Boettke affirme qu'au cœur de la compréhension économique se trouve le libéralisme et que du libéralisme vient la compassion. Le libéralisme est défini comme une société libre et ouverte, au bénéfice mutuel et à l'abri de la contrainte. Boettke écrit

«Les défis d'un monde globalisé ne sont pas nouveaux, tout comme la peur de« l'autre »n'est pas un nouveau défi pour le vrai libéralisme. Comme Hayek l'a souligné à plusieurs reprises, les institutions morales qui sont le produit de notre passé évolutif, qui sont en grande partie dans la morale de groupe, sont souvent en conflit avec les exigences morales d'une société mondialisée.

Il n'y a aucune restriction de couleur, de croyance, de classe ou de sexe. Dans un système économique sain, tous sont invités à participer et il n'y a pas de gagnants pré-choisis, quelle que soit la race ou l'industrie.

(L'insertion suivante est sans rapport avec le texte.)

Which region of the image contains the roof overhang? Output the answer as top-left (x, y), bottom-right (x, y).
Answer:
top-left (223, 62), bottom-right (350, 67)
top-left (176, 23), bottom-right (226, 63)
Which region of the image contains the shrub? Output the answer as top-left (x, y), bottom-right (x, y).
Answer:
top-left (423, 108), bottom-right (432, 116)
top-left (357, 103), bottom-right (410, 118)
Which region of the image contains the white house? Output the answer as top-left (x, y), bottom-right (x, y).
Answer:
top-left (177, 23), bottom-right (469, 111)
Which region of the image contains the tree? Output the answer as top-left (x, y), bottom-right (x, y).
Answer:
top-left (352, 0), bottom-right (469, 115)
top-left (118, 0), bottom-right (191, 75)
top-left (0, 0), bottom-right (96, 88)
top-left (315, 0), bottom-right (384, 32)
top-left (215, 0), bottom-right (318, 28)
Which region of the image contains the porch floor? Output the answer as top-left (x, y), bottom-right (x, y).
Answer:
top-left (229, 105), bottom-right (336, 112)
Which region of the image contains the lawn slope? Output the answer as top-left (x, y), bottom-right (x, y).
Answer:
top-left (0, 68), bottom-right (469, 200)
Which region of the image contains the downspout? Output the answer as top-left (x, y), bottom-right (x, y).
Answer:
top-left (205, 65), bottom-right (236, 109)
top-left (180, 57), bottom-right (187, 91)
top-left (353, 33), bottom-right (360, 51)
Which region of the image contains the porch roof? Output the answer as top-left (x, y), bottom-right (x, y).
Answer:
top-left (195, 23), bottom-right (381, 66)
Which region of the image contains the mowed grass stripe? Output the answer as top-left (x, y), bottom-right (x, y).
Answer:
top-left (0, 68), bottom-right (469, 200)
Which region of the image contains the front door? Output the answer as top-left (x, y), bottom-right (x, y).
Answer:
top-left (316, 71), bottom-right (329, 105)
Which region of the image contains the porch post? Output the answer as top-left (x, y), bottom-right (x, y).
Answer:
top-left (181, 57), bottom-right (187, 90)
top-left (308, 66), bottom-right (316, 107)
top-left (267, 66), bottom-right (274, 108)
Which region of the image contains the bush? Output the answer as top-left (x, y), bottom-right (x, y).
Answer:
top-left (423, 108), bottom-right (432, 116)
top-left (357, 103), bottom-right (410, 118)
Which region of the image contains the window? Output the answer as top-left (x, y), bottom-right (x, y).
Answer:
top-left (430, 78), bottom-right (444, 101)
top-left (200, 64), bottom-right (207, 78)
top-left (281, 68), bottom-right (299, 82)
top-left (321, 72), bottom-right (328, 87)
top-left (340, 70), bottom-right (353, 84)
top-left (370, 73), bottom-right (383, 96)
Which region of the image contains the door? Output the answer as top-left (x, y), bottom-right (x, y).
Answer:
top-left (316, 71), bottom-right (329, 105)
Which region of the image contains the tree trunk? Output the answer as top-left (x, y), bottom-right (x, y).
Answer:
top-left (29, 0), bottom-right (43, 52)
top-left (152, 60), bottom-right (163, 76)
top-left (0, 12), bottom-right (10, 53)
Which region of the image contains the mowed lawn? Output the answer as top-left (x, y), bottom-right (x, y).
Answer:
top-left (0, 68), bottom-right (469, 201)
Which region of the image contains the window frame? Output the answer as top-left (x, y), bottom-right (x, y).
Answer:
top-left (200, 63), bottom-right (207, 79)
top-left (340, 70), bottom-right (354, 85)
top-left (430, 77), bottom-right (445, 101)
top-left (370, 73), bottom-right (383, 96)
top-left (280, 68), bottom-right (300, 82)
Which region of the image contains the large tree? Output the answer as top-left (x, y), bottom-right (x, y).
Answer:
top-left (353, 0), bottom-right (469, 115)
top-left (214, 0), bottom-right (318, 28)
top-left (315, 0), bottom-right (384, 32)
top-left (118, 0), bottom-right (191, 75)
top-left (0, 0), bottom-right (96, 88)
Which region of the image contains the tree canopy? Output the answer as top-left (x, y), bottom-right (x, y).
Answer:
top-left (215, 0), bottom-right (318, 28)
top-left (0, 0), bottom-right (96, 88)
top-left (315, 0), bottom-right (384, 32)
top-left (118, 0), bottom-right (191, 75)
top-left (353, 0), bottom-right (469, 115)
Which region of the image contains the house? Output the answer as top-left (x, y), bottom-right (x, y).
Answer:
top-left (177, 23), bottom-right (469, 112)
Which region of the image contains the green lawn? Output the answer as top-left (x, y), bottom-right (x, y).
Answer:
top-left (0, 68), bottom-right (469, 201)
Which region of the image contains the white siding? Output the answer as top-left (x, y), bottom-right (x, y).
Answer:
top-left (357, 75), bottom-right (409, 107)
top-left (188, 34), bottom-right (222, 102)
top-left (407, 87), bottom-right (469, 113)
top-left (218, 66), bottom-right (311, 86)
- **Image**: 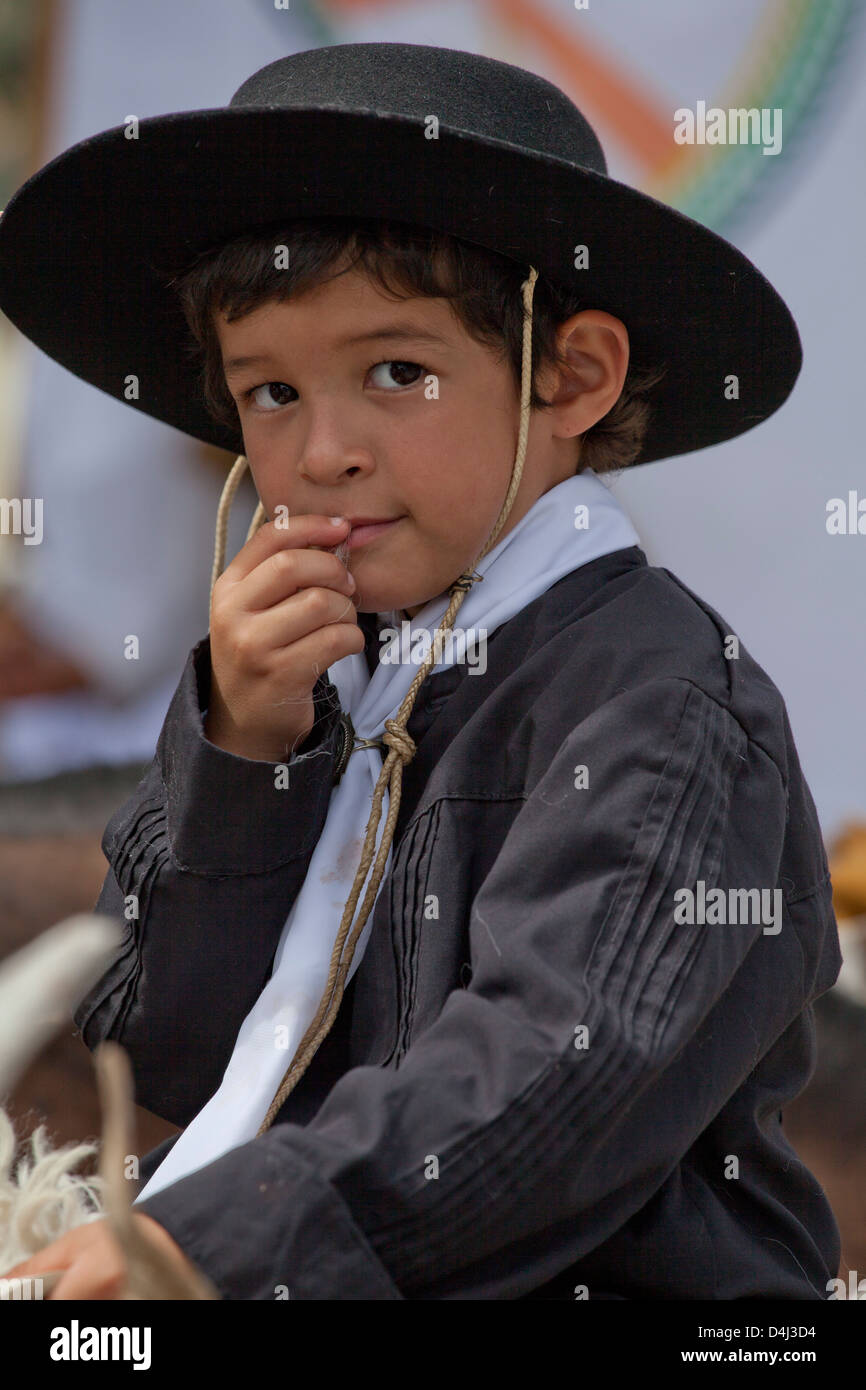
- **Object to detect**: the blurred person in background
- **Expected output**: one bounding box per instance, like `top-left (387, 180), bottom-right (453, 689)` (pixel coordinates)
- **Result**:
top-left (0, 0), bottom-right (311, 783)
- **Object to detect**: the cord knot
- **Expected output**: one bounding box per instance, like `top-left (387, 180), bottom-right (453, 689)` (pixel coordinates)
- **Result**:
top-left (449, 570), bottom-right (484, 594)
top-left (382, 719), bottom-right (416, 767)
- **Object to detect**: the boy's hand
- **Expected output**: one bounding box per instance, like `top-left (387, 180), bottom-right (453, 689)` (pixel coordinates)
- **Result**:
top-left (204, 513), bottom-right (364, 762)
top-left (3, 1212), bottom-right (195, 1298)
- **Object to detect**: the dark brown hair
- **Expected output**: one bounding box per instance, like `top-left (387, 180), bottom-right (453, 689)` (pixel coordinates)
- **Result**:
top-left (170, 217), bottom-right (664, 474)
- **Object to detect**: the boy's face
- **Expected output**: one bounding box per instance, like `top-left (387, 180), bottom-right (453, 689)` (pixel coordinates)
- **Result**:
top-left (215, 261), bottom-right (583, 614)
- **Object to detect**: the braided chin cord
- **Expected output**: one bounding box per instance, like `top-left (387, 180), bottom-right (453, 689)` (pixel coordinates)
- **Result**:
top-left (210, 267), bottom-right (538, 1134)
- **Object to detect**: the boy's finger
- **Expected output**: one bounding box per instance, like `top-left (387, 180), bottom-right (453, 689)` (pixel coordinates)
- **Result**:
top-left (222, 512), bottom-right (349, 584)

Boettke explique que c'est quelque chose que les ennemis du libéralisme, de gauche, de droite ou du centre, ne comprennent pas. Vous ne pouvez pas construire une société qui mène une guerre perpétuelle. Lorsque la population donne au gouvernement le pouvoir de mener une guerre contre le terrorisme, une guerre contre la drogue, une guerre à Wall Street, une guerre contre les immigrants, une guerre contre la religion, une guerre contre tout ce qu'elle juge indésirable, seules des conséquences négatives peuvent se produire. Nous devons au minimum respecter la maxime de vivre et laisser vivre, et au mieux aspirer à coopérer et à prospérer ensemble.

Boettke écrit

«À un niveau fondamental, personne n'est privilégié par rapport à un autre en reconnaissance de notre humanité fondamentale… Nous sommes faillibles mais capables de choisir des humains, et nous existons et interagissons les uns avec les autres dans un monde très imparfait. Personne d’entre nous, et encore moins aucun groupe d’entre nous, n’a accès à la vérité du Tout-Puissant, mais il nous est confié de trouver des règles qui nous permettront de mieux vivre ensemble que nous ne le ferions jamais de manière isolée.

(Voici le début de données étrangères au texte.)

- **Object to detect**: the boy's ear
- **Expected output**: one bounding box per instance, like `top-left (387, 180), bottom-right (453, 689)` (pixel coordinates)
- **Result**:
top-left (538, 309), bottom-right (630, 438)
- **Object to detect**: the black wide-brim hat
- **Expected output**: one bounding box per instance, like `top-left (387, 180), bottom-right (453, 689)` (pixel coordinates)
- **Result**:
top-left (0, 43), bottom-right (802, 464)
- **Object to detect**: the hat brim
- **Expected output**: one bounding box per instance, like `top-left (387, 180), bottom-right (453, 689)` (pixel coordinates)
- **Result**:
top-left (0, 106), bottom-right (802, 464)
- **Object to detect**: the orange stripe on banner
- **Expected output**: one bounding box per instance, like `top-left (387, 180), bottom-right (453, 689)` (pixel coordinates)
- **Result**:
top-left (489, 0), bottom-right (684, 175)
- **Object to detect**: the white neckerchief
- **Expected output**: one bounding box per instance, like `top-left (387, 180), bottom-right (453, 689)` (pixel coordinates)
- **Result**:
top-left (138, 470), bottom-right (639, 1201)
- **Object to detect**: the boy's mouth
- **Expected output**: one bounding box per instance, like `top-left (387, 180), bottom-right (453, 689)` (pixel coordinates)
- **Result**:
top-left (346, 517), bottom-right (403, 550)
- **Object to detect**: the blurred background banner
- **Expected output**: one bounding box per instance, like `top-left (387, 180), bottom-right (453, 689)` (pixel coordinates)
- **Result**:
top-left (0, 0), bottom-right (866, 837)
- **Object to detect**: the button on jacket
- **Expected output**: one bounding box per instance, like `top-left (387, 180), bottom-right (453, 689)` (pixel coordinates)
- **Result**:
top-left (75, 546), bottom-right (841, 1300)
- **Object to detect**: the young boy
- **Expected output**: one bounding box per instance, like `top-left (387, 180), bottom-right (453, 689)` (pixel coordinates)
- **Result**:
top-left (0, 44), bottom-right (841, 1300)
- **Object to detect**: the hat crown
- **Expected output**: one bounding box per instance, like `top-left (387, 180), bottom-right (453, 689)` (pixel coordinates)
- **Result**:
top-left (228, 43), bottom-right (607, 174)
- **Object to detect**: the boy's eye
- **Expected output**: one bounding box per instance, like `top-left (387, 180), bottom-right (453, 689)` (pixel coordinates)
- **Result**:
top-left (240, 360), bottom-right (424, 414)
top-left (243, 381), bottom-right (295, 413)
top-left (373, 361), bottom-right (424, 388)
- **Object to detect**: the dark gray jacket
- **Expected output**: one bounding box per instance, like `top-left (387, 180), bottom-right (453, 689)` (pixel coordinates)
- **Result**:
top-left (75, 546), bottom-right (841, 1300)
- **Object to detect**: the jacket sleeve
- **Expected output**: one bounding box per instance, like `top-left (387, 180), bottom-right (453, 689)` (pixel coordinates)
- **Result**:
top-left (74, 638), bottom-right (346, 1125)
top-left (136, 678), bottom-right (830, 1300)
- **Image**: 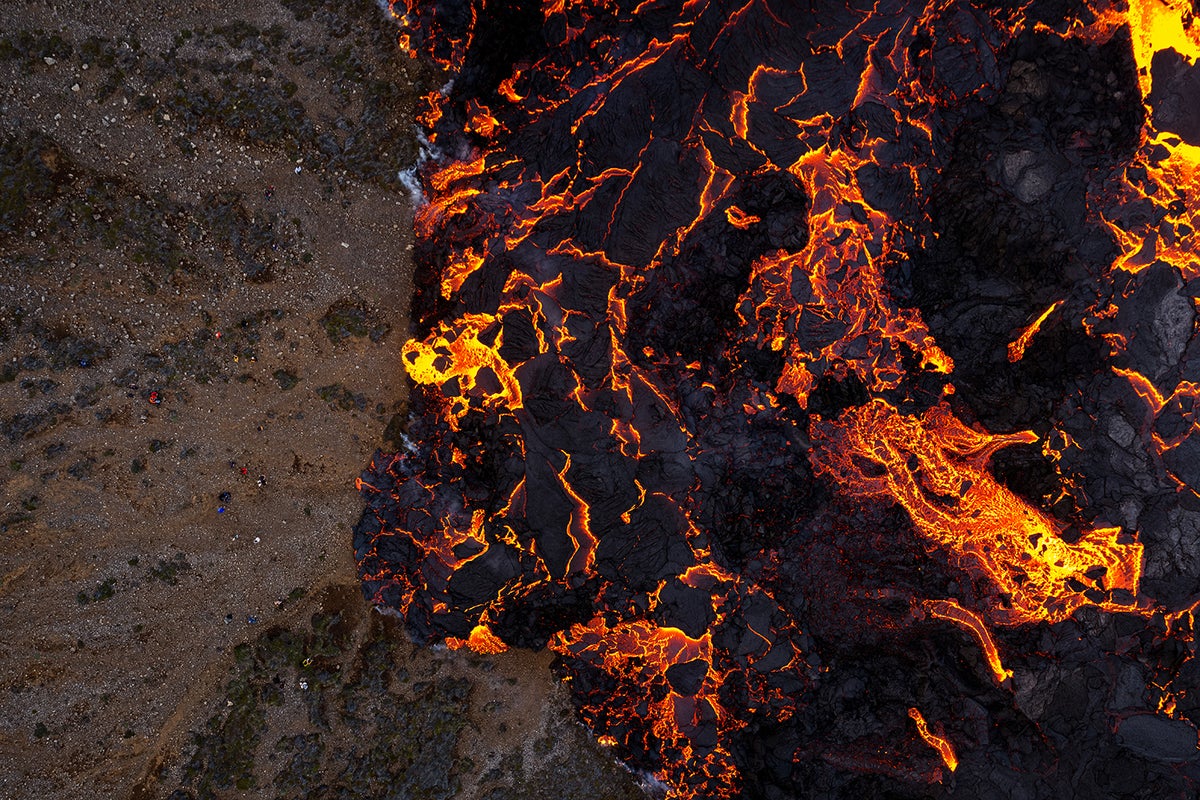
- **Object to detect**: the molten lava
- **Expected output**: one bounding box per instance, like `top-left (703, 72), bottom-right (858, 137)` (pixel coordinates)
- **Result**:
top-left (355, 0), bottom-right (1200, 798)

Grâce à l'économie, nous pourrions trouver une explication hautement scientifique à cela, qui inclut le jargon concernant l'offre et la demande, la politique réglementaire, la concurrence, les barrières à l'entrée, etc. Au fond, le pilier de la compassion est ce qui sous-tend tout cela.

Réflexion

Le livre de Boettke est profond car il ne s’agit pas simplement d’un autre livre sur l’économie plein d’équations fantaisistes et de théories sophistiquées. (Bien que ceux-ci soient également importants.) Trop souvent, les économistes et les intellectuels au courant de l'économie sont tellement pris dans des discussions de niche que nous oublions de quoi il s'agit en fin de compte.

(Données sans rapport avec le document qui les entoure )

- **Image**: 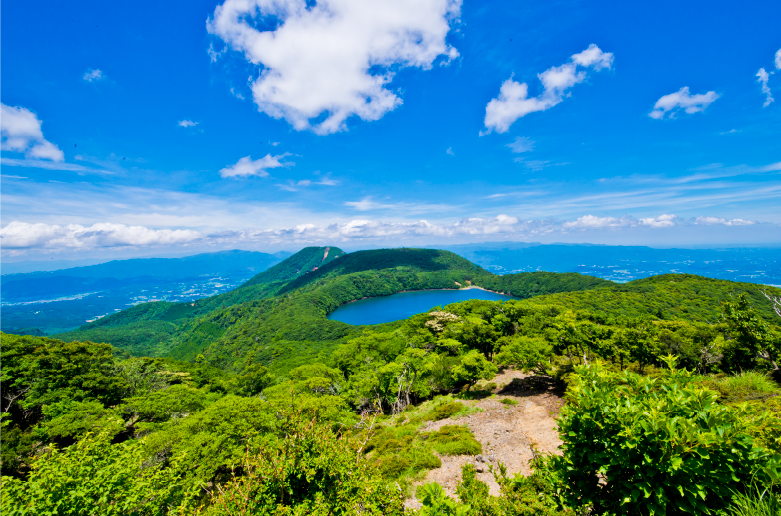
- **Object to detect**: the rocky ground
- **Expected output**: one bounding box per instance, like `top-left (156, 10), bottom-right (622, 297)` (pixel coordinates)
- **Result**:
top-left (409, 370), bottom-right (564, 507)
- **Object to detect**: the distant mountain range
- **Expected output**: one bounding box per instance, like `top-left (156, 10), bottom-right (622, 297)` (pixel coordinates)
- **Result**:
top-left (0, 250), bottom-right (290, 334)
top-left (442, 242), bottom-right (781, 285)
top-left (0, 242), bottom-right (781, 334)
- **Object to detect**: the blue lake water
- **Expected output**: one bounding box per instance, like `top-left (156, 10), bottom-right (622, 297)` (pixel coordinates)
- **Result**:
top-left (328, 288), bottom-right (515, 325)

Lorsque les éducateurs vont dans le monde pour enseigner l'économie et que les individus entreprennent un voyage pour s'immerger dans le sujet, ils font quelque chose de vraiment spécial. Ils deviennent des chercheurs de vérité et des diseurs de vérité sur la nature de la société. Ils inspirent une appréciation plus profonde des forces spontanées qui rendent la civilisation moderne possible. Ils répandent l'espoir en comprenant que les réponses et l'innovation peuvent ne pas être apparentes au début, mais avec le temps, elles se manifestent.

Enfin, ils font de la société un endroit plus compatissant où nous bénéficions tous mutuellement des fruits de notre travail. Ce sont les piliers de la compréhension économique et ceux-ci devraient être les principes qui guident la noble tâche de l’éducation économique.

Ethan Yang

Ethan Yang

Ethan a rejoint l'AIER en 2020 en tant que stagiaire éditorial et est diplômé du Trinity College.

Il a obtenu un BA en sciences politiques avec une mineure en études juridiques et organisations formelles. Il est actuellement coordonnateur régional du nord-est de Students for Liberty et directeur du Mark Twain Center for the Study of Human Freedom au Trinity College.

Avant de rejoindre l'AIER, il a effectué un stage dans des organisations telles que l'American Legislative Exchange Council, le Connecticut State Sénat et le Cause of Action Institute.